The Grumman F6F Hellcat was the second in a series of aircraft that were produced by the Grumman Aircraft “Iron Works” bearing the name of felines. Grumman Cats served the US Naval Air as frontline fighter aircraft for sixty plus years.

       A contract for a successor to the then US Navy frontline fighter, the Grumman F4F Wildcat, was signed on June 30, 1941. Although the family resemblance with the Wildcat is evident in the Hellcat the new airframe was heavier and significantly larger, carried more fuel and ammunition and rather than having the forward landing gear retract into the fuselage the gear rotated 90° and folded into the wing. The XF6F-1 prototype flew on June 26, 1942. The prototype XF6F-3, with a more powerful R-2800 engine flew on July 30, 1942 and the first operational sortie took place in August of 1943.

       The Hellcat was the primary US Navy fighter during the last two years of World War II, also serving with the US Marines and the Royal Navy Fleet Arm. 12,200 Hellcats were produced before production ended. The first of 5,233 enemy aircraft were downed by Hellcat pilots was a Kawanishi H6K near Howland Island. By the end of the war 307 individual Navy and Marine pilots achieved ace status.

       The subject of this article is F6F-3, BuNo 40467 flown by Alexander Vraciu flying with VF-6 from the USS Intrepid during February of 1944. At this time the Hellcat carried 9 victory markings including 4 of them representing three Zekes and a Rufe shot down over Truk on February 17th, 1944. Vraciu would end the war with 19 aerial victories and 21 aircraft destroyed on the ground. He was the fourth ranked Navy Ace and retired from the Navy with the rank of Commander in 1963.

       This was my first build of an Eduard kit and I must say I was impressed with the quality of the kit, clean crisp molded parts that fit together with no puttying required, excellent photo etched detailing that highlights the cockpit and other areas.

       Assembly is straight forward but it does require a high skill level. I always have trouble with fine detailing offered by photo etched parts, my fingers are just too big and I am still working on techniques to get around my ham fistedness. Even with my clumsiness the cockpit came out excellent.

       The surface detail of the kit is above standard and as mentioned above the fit of the parts required no puttying but a little sanding was needed.
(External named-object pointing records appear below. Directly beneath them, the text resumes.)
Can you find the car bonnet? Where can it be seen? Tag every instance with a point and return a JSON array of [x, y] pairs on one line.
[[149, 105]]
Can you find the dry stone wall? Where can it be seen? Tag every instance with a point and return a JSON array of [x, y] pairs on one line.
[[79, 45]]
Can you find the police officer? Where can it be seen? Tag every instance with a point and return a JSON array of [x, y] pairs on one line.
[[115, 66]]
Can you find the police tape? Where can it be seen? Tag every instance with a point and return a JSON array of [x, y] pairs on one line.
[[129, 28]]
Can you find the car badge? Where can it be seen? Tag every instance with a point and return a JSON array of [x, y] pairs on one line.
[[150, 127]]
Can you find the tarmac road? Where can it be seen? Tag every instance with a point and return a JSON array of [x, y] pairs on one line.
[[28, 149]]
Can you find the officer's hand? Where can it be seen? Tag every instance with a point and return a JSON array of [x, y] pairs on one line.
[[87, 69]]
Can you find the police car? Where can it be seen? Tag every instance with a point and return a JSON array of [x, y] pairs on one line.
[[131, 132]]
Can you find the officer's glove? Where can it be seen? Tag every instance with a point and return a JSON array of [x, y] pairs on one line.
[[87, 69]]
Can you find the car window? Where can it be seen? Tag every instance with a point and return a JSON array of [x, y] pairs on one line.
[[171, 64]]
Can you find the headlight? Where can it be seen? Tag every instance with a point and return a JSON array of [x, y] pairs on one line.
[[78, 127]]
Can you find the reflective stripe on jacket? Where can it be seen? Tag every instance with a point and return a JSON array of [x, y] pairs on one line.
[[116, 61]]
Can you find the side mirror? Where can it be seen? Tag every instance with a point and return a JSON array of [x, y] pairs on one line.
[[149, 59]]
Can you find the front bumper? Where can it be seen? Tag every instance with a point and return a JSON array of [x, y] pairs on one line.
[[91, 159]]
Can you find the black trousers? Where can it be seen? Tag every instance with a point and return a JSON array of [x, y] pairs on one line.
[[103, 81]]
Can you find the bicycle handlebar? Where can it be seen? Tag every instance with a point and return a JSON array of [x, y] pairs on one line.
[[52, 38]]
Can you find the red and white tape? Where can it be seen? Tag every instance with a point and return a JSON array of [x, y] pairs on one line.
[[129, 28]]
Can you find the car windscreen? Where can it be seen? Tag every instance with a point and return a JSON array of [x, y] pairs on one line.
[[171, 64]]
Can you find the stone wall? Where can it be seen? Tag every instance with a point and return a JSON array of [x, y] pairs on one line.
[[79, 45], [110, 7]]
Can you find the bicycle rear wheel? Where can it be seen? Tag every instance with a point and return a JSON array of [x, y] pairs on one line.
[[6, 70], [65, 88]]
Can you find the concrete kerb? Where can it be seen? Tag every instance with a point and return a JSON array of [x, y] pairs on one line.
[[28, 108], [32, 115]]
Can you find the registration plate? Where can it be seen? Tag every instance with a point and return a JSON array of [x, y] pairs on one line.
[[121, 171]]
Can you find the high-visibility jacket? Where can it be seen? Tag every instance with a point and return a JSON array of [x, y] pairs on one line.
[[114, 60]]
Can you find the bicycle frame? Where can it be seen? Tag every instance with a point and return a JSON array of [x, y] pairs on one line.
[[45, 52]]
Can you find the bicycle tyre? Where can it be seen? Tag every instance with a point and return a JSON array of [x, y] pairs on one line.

       The detailing of the main landing gear was also above par for a 48th scale kit.

       The kit comes with a choice of marking for 5 different aircraft and you must decide which markings before you assemble the engine cowling as there are three sets of cowling halves that match different markings.

       The markings for 40467 include the 9 Kill Markings, the running, bomb carrying Felix the Cat logo of VF-6, the plane’s nickname “Gadget” and a Snorting Bull logo of unknown origin.

       I added detail around the engine by using thin styrene strips to represent the ignition wires. I also used the 8 Lb. test monofilament fishing line for the antenna.

       Testor’s Model Master Enamels were used throughout this build.

       This was a fun kit to build and as always I enjoyed finding out about the history of the airplane and Alexander Vraciu.